MUSCATINE — At 6 p.m. on the dot, a raucous storm of shouts, laughs, screams and claps takes over the silent auspices of the Muscatine High School Library.
They come in many forms. Some are paired up to enact scenes from plays. Others face a wall and deliver long monologues to the drywall. Some loud and excited. Others composed and sardonic. But for the next hour, all are expected to deliver a memorized performance to their peers.
The MHS Speech and Debate Team experienced a run of wins at the Dec. 2 competition in Davenport. The accolades poured in at such a high rate that some of the students began referring to the competition as the “Muscatine Deathmatch” tournament.
However, just a few days later, they are back at practice. Even with these wins in hand, students are not satiated. They know if they are going to keep it up, it's going to take even more practice.
Seery Awbrey, president of the Speech and Debate Team, said that committing to that practice time is not easy.
“It’s a really stressful time of year,” Awbrey said. “Show choir is in full swing. Finals are coming. And competitions often fall at the exact same times. It’s a struggle some of the time.”
She said that as high energy as they seem at practice, on the way to competition, that’s when the real sparks fly.
The team practices after school and even spends Sundays together.
“We have something called team bonding that we have every Sunday,” team member Daniel Salazar said. “And that usually takes place at Coach Davis’ (Schrock) house. We go and we play games with him. It helps us get to know one another so we are comfortable.”
Awbrey said that getting everyone comfortable in their own skin is an important barrier for them to overcome.
“A lot of people’s number one fear is public speaking,” Awbrey said. “Here we are forced to do that for each other literally almost every single day of the week. We don’t even have time to be afraid because we all have to just do it in front of each other.”
Many of the students chose to do humorous pieces, Kjirstin Osland, the team’s vice president likes to tackle bigger issues in her competitions. While most people pick from pieces that are already written, Osland has to write her own 10 minute speech and deliver it. Osland said she enjoys pushing the envelope.

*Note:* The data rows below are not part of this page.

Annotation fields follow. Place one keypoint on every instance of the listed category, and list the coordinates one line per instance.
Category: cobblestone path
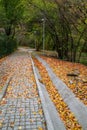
(21, 107)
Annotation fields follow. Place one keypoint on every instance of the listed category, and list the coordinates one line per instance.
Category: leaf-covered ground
(66, 115)
(78, 84)
(4, 72)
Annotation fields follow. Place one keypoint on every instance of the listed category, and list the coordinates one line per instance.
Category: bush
(7, 45)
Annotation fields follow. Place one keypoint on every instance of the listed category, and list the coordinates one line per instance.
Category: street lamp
(43, 20)
(35, 38)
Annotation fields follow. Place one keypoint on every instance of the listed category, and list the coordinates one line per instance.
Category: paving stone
(19, 110)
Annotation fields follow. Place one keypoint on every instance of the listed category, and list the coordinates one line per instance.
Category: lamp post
(35, 38)
(43, 20)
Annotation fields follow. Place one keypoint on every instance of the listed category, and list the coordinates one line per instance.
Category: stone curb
(75, 105)
(48, 117)
(5, 88)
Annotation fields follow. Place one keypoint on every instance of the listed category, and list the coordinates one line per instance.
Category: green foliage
(11, 12)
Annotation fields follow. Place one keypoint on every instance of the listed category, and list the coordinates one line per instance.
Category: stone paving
(21, 108)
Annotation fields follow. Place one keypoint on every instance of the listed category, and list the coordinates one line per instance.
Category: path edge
(2, 93)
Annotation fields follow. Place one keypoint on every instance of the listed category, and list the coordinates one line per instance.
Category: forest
(64, 23)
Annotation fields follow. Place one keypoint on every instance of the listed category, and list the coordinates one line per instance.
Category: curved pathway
(76, 106)
(21, 108)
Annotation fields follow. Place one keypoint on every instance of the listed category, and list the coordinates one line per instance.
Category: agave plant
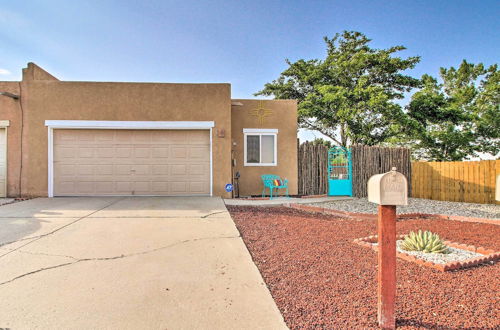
(424, 241)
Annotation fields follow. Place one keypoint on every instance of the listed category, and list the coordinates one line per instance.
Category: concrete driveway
(128, 263)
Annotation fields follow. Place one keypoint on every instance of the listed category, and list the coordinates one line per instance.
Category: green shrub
(424, 241)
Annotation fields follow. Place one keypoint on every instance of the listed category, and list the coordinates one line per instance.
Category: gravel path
(419, 205)
(321, 280)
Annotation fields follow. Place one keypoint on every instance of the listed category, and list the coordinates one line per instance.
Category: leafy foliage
(459, 117)
(424, 241)
(350, 95)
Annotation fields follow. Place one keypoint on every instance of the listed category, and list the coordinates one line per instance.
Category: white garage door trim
(99, 124)
(3, 126)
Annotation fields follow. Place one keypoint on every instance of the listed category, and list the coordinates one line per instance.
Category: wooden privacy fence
(313, 169)
(472, 182)
(366, 161)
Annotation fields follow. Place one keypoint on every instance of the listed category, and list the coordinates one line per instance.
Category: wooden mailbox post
(388, 190)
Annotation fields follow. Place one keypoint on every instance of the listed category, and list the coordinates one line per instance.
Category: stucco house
(72, 138)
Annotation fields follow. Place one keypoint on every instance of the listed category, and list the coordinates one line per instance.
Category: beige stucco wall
(43, 97)
(10, 109)
(61, 100)
(283, 117)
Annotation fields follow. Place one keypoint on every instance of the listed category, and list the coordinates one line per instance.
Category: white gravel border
(439, 258)
(418, 205)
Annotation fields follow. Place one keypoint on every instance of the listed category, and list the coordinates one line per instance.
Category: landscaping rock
(419, 205)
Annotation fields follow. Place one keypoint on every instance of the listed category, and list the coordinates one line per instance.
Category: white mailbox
(389, 188)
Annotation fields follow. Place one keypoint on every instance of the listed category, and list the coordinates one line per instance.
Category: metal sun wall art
(261, 113)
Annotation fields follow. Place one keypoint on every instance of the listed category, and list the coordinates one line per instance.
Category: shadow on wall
(470, 182)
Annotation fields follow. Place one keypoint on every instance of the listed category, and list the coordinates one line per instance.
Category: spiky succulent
(424, 241)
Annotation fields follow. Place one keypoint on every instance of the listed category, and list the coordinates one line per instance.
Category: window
(260, 147)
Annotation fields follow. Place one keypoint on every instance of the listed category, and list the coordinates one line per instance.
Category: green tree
(350, 95)
(456, 119)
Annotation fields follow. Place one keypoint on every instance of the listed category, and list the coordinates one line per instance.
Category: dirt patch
(320, 279)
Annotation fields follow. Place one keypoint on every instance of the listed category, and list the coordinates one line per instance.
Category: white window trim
(98, 124)
(260, 131)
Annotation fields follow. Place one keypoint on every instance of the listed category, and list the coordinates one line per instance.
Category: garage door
(131, 162)
(3, 161)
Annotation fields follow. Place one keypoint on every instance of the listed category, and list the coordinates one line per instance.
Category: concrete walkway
(282, 200)
(128, 263)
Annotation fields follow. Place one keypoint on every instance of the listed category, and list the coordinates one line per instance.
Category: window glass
(267, 152)
(253, 153)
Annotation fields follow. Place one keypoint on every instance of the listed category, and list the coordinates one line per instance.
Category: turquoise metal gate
(339, 172)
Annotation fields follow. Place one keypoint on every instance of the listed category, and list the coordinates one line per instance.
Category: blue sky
(240, 42)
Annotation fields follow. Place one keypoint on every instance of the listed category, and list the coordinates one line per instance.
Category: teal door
(339, 172)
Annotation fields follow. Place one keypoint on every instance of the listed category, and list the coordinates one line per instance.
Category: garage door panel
(128, 162)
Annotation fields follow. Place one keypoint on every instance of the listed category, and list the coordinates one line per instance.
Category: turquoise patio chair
(269, 182)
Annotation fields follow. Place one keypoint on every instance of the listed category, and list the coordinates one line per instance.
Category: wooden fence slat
(469, 181)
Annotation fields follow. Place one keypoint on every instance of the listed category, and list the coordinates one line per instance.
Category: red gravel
(320, 279)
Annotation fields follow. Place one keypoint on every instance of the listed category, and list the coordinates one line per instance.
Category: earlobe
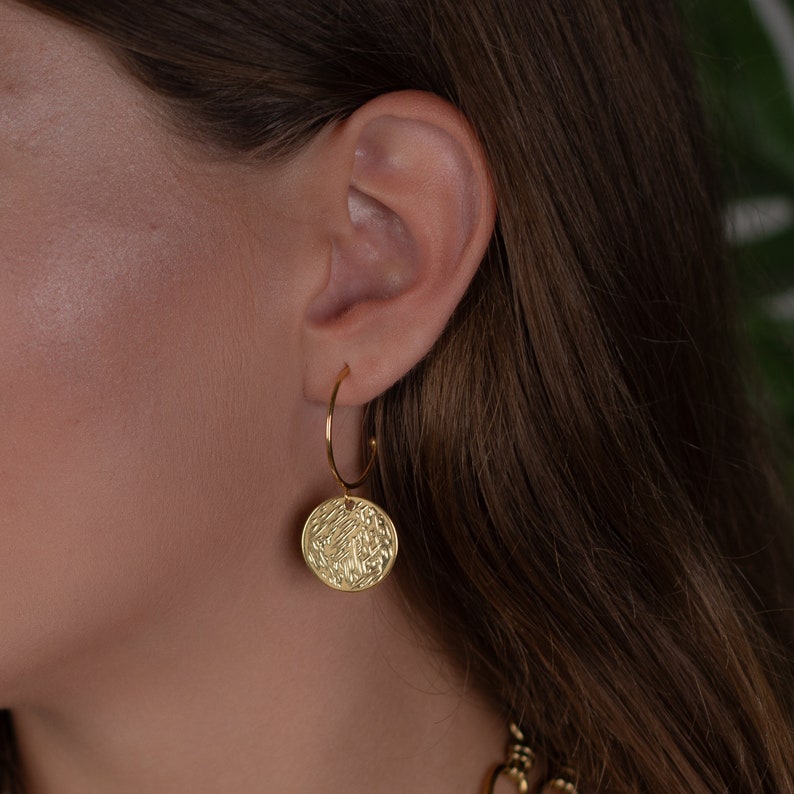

“I’m really good at making people feel uncomfortable, apparently,” Osland said. “I’m just good at delivering bad news.”
Salazar said that students often choose pieces to deliver that resonate and reflect themselves — what they are interested in telling the world.
“Some people pick certain things for certain reasons,” Salazar said. “They do this because it’s something they understand. Something in their real life. It says something about who they are.”
“You can put in it whatever you have, whatever you are going through,” Salazar said. “You take it and you put it out there. You get it out.”
Even as one of the more overtly charismatic and outgoing students on the team, Salazar said the experiences here have impacted him immensely.
“It’s helped me come out of my shell,” Salazar said. “This has helped me realize that it’s okay to be different. It’s okay to be a little odd. Sometimes that’s a good thing. You can do things that other kids wouldn’t dream of doing.”